Discovery of Le Verrier's Planet.
Mr. Hind announces to the Times that he has received a letter from Dr. Bruennow, of the Royal Observatory at Berlin, giving the very important information that Le Verrier's planet was found by M. Galle, on the night of September 23. "In announcing this grand discovery," he says, "I think it better to copy Dr. Bruennow's[800] letter."
"Berlin, Sept. 25.
"My dear Sir—M. Le Verrier's planet was discovered here the 23d of September, by M. Galle.[801] It is a star of the 8th magnitude, but with a diameter of two or three seconds. Here are its places:
h. m. s. R. A. Declination. Sept. 23, 12 0 14.6 M.T. 328 deg. 19' 16.0" -13 deg. 24' 8.2" Sept. 24, 8 54 40.9 M.T. 328 deg. 18' 14.3" -13 deg. 24' 29.7"

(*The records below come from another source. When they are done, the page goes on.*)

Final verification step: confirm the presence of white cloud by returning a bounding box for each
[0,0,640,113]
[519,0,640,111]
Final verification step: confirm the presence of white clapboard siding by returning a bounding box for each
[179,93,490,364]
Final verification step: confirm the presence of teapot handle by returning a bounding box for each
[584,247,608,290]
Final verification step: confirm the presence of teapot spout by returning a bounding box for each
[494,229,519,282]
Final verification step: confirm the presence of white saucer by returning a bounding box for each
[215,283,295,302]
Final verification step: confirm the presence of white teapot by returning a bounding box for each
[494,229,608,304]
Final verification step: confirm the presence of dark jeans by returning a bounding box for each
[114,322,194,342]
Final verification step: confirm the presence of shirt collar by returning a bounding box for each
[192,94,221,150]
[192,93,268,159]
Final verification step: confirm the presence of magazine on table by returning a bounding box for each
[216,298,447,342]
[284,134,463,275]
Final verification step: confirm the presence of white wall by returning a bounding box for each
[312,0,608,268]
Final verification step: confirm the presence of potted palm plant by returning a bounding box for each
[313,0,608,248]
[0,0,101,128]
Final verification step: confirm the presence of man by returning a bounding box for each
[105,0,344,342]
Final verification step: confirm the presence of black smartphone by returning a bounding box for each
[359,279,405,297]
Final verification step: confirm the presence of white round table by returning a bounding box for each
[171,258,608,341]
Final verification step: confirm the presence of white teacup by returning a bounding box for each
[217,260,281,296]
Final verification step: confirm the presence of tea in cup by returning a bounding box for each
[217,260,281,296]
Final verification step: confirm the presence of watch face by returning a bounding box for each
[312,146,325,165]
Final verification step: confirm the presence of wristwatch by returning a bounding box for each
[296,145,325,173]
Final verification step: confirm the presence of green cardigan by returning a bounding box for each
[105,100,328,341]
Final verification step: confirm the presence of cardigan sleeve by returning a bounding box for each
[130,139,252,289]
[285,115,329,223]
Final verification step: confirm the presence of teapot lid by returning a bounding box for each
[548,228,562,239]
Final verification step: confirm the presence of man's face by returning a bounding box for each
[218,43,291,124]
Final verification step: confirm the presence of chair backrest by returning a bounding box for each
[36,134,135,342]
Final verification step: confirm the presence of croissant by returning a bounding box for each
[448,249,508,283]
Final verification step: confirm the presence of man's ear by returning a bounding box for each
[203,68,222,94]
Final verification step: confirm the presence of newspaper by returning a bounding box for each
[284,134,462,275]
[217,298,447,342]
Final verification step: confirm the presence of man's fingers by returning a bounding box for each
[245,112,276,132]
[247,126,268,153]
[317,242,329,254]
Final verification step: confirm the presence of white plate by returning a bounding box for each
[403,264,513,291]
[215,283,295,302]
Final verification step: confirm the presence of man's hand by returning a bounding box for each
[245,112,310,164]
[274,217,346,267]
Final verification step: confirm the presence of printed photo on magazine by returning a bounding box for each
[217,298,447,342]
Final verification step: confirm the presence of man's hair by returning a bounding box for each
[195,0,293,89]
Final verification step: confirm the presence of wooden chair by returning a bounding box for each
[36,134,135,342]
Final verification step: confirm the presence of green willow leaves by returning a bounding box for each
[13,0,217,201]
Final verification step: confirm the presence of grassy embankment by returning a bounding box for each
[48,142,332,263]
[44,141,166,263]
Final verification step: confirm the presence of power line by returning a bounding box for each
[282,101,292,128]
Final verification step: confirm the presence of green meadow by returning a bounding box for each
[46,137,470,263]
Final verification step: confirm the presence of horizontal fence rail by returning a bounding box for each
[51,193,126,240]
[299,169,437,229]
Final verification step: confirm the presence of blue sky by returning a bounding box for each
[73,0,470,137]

The planet is now retrograde, its motion amounting daily to four seconds of time.
"Yours most respectfully, BRUeNNOW."
"This discovery," Mr. Hind says, "may be justly considered one of the greatest triumphs of theoretical astronomy;" and he adds, in a postscript, that the planet was observed at Mr. Bishop's[802] Observatory, in the Regent's Park, {387} on Wednesday night, notwithstanding the moonlight and hazy sky. "It appears bright," he says, "and with a power of 320 I can see the disc. The following position is the result of instrumental comparisons with 33 Aquarii:
Sept. 30, at 8h. 16m. 21s. Greenwich mean time— Right ascension of planet 21h. 52m. 47.15s. South declination 13 deg. 27' 20"."
THE NEW PLANET.
"Cambridge Observatory, Oct. 15.
"The allusion made by Sir John Herschel, in his letter contained in the Athenaeum of October 3, to the theoretical researches of Mr. Adams, respecting the newly-discovered planet, has induced me to request that you would make the following communication public. It is right that I should first say that I have Mr. Adams's permission to make the statements that follow, so far as they relate to his labors. I do not propose to enter into a detail of the steps by which Mr. Adams was led, by his spontaneous and independent researches, to a conclusion that a planet must exist more distant than Uranus. The matter is of too great historical moment not to receive a more formal record than it would be proper to give here. My immediate object is to show, while the attention of the scientific public is more particularly directed to the subject, that, with respect to this remarkable discovery, English astronomers may lay claim to some merit.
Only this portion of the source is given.